Wednesday, October 28, 2009

Wipro's Q2 profits strenghten company confidence

Wipro’s second quarter performance and its upbeat guidance for the next quarter confirm the positive vibes given out earlier by its peers, TCS
and Infosys. The demand recovery seems to be in sight and the top IT deck is well poised to take the advantage.

Wipro, the country’s third-largest IT exporter, surprised analysts with a strong 8% sequential jump in net sales at Rs 6,893 crore (Indian GAAP) backed by better project management and cross currency benefits. Net profit shot up 14% to Rs 1,162 crore.

Also, in dollar terms, Wipro was able to reverse the falling trend in revenue seen since the March 2009 quarter. Its September quarter revenue rose 3% to $1,065 million over the previous quarter. Wipro’s stock ended 2% higher at Rs 604 on Tuesday even though the broader market witnessed heavy selling.

What has cheered investors is the management’s confidence to keep the tempo high in the coming quarters. According to the dollar revenue guidance for the December 2009 quarter, the management expects to either maintain the sequential revenue growth rate or even better it to 4.5%. Moreover, this growth is likely to come without sacrificing profit margins.

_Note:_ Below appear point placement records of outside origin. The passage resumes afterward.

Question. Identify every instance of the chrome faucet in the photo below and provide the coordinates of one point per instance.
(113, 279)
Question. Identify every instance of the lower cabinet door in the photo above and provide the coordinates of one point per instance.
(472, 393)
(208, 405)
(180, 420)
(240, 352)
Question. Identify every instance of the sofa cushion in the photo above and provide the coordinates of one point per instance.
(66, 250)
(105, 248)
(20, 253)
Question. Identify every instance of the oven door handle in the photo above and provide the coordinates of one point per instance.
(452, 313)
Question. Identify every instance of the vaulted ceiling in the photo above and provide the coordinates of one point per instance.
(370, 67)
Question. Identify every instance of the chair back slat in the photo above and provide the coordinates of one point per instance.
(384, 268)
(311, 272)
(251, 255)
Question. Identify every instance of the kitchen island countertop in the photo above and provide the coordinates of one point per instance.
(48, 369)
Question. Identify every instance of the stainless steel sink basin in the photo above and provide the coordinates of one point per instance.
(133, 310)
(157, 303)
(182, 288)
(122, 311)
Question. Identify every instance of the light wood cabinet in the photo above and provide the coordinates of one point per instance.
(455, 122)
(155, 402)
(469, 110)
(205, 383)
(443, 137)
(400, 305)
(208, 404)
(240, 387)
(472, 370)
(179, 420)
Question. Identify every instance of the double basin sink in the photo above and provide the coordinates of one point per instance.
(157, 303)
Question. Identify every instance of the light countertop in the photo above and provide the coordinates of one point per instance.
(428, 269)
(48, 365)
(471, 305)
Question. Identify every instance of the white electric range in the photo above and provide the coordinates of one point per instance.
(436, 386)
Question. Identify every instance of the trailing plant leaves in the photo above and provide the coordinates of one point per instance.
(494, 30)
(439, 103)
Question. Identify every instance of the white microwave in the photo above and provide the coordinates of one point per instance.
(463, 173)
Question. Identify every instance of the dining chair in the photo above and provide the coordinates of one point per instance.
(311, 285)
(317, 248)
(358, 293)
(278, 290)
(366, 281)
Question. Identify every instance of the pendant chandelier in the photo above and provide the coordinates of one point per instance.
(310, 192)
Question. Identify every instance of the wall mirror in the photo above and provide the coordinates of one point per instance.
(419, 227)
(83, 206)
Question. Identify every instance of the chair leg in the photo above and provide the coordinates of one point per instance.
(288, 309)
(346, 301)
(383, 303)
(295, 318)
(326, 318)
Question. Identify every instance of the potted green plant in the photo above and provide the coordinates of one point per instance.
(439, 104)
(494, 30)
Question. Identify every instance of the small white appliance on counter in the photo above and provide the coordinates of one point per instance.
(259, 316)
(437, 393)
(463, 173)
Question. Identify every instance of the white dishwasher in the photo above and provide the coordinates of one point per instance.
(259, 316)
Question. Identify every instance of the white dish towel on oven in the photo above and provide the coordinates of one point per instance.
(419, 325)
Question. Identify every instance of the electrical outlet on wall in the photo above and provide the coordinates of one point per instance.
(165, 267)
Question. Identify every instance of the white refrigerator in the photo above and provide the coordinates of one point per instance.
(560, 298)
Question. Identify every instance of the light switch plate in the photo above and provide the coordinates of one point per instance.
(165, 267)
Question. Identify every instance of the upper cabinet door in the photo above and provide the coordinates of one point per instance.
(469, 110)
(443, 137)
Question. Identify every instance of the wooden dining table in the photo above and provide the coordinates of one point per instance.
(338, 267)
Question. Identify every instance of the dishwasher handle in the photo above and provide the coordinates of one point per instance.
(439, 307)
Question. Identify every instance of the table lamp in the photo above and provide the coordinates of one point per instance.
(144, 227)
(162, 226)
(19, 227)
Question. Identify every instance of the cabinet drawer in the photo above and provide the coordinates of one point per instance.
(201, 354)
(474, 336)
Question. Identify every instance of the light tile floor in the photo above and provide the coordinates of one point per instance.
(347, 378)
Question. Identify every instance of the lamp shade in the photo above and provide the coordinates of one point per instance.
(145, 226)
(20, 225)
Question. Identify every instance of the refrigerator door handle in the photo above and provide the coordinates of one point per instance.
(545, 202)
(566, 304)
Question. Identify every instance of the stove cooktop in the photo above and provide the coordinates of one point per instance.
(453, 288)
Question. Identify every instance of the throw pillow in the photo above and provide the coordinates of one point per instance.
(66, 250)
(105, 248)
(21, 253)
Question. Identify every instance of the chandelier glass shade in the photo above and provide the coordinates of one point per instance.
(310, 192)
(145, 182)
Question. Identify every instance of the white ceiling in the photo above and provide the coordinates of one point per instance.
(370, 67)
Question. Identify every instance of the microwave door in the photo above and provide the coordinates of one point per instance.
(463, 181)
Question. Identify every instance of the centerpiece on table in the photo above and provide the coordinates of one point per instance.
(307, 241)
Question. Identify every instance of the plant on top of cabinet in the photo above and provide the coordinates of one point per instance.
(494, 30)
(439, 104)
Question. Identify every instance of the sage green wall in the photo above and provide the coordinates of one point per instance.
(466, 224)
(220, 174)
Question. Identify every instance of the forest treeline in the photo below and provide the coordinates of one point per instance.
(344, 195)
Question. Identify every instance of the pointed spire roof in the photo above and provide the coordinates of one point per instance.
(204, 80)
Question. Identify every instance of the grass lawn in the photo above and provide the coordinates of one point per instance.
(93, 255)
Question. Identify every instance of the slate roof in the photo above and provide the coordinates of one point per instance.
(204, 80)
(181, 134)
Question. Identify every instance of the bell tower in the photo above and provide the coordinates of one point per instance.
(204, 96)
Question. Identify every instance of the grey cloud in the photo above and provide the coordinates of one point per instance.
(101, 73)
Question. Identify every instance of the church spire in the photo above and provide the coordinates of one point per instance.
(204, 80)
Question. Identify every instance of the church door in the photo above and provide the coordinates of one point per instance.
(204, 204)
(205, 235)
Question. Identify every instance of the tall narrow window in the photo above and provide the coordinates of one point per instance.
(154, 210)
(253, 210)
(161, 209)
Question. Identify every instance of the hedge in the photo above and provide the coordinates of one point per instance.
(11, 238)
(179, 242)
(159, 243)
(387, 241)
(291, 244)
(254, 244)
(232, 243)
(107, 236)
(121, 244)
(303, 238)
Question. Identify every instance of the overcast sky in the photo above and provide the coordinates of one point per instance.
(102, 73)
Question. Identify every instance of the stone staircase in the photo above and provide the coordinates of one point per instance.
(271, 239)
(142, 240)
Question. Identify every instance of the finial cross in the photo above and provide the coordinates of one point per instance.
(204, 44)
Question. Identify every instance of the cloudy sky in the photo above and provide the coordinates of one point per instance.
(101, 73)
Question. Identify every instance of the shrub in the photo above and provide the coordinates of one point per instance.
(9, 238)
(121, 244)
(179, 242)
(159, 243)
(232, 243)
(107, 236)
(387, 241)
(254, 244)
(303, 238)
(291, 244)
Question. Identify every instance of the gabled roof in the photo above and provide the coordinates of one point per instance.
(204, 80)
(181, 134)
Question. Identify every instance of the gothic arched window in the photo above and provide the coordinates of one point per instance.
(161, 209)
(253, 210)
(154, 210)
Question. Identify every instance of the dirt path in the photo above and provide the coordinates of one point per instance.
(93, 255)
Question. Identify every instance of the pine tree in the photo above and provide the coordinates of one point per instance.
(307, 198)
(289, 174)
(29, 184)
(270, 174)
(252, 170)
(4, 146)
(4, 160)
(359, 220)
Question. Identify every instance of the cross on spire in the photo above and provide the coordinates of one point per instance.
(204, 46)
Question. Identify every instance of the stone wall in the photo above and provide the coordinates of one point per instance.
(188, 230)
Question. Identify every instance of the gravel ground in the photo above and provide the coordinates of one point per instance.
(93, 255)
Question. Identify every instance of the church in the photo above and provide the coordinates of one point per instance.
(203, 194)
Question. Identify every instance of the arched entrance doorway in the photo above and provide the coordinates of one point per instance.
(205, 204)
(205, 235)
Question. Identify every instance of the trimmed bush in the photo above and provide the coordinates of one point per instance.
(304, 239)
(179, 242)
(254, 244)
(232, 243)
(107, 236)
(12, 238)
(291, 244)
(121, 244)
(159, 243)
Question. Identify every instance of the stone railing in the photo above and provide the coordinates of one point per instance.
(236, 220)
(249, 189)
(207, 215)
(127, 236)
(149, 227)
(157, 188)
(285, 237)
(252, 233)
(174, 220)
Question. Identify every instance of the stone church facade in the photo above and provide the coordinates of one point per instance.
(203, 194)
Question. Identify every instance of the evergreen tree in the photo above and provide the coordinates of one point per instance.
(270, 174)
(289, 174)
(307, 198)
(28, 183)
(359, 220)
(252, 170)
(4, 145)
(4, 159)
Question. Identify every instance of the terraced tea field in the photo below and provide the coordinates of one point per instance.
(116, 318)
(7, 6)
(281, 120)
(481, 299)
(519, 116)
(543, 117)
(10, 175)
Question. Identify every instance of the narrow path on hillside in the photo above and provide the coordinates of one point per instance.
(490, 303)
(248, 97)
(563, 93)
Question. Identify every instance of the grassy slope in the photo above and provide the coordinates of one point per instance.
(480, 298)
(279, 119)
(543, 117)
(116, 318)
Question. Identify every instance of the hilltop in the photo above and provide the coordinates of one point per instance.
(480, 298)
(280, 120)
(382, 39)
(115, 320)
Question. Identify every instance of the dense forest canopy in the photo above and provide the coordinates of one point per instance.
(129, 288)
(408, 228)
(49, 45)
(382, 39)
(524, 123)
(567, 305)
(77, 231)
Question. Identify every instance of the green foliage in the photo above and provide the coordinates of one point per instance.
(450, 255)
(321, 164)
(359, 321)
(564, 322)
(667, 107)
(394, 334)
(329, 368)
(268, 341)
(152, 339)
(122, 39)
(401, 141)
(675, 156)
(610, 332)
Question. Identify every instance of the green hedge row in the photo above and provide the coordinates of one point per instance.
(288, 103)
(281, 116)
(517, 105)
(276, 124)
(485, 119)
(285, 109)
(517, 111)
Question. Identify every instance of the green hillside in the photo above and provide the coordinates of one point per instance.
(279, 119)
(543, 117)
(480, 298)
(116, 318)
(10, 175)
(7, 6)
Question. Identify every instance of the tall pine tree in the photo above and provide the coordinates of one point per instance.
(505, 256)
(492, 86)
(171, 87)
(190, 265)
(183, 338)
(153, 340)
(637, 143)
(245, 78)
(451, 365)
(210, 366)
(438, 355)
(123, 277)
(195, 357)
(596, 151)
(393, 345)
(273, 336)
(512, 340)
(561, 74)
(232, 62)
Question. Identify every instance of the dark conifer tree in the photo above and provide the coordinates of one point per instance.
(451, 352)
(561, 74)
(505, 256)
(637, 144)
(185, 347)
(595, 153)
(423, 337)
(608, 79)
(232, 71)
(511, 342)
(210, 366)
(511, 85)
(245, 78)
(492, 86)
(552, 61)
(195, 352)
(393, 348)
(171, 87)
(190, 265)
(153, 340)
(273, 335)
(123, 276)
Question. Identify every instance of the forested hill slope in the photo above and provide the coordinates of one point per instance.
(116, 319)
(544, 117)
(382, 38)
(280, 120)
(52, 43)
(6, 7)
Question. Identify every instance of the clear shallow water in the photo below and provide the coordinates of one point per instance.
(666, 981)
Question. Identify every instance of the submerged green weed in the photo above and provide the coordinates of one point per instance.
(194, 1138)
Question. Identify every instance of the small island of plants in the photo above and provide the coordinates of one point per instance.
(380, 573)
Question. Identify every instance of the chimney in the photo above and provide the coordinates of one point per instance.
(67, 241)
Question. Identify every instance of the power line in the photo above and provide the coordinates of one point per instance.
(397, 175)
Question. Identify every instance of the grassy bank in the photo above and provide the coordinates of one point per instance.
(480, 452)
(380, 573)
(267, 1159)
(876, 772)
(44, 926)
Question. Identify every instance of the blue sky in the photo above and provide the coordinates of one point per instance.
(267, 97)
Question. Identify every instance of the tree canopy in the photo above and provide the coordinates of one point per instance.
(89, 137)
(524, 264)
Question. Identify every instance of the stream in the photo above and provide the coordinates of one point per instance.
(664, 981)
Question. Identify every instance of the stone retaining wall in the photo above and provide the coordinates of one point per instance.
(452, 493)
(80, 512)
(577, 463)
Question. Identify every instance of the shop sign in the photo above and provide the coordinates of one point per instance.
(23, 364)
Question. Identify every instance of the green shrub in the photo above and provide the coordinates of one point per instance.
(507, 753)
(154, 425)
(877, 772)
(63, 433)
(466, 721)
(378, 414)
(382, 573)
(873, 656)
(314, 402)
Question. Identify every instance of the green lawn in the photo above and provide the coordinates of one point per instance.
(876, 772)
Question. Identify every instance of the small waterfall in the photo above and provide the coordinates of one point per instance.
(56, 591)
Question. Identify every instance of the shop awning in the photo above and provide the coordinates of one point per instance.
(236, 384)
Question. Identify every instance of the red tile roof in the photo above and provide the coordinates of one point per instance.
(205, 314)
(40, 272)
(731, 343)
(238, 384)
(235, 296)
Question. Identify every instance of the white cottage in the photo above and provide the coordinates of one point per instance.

Similar to its bigger peers, Wipro has seen a revival in willingness of clients to spend on IT services across verticals and geographies. This is captured by the fact that it has reported increase in request for proposals (RFPs) for projects, including those with discretionary work targeted to improve efficiency.

A major aspect wherein Wipro stands to gain more than its peers is opportunity in the domestic market. It has been catering to the Indian government and private sector clients for a long time through its subsidiary, Wipro Infotech. Today, Indian clients account for one-fourth of Wipro’s revenue, way higher compared with 7-9% for TCS and just over 1% for Infosys.

In the domestic market, so far Wipro has won long-term, high-value contracts in verticals, including telecom, infrastructure and e-governance. Wipro’s maturity in the fast-growing domestic market attracts higher significance given that it competes head-on with multinationals such as IBM and HP.

Establishing presence in such a highly competitive domestic market may not be easy for its Indian peers, who are late-comers to the party. Moreover, Wipro’s management has cited that margins in the domestic business are comparable to those in the international market and thus, would not dilute profitability in the long run.

Given this, it would be no surprise if investors offer a higher rating to Wipro’s stock in times to come. At the current level, it is valued at 21 times its trailing 12-month net profit, a notch lower than Infy’s P/E of 21.8.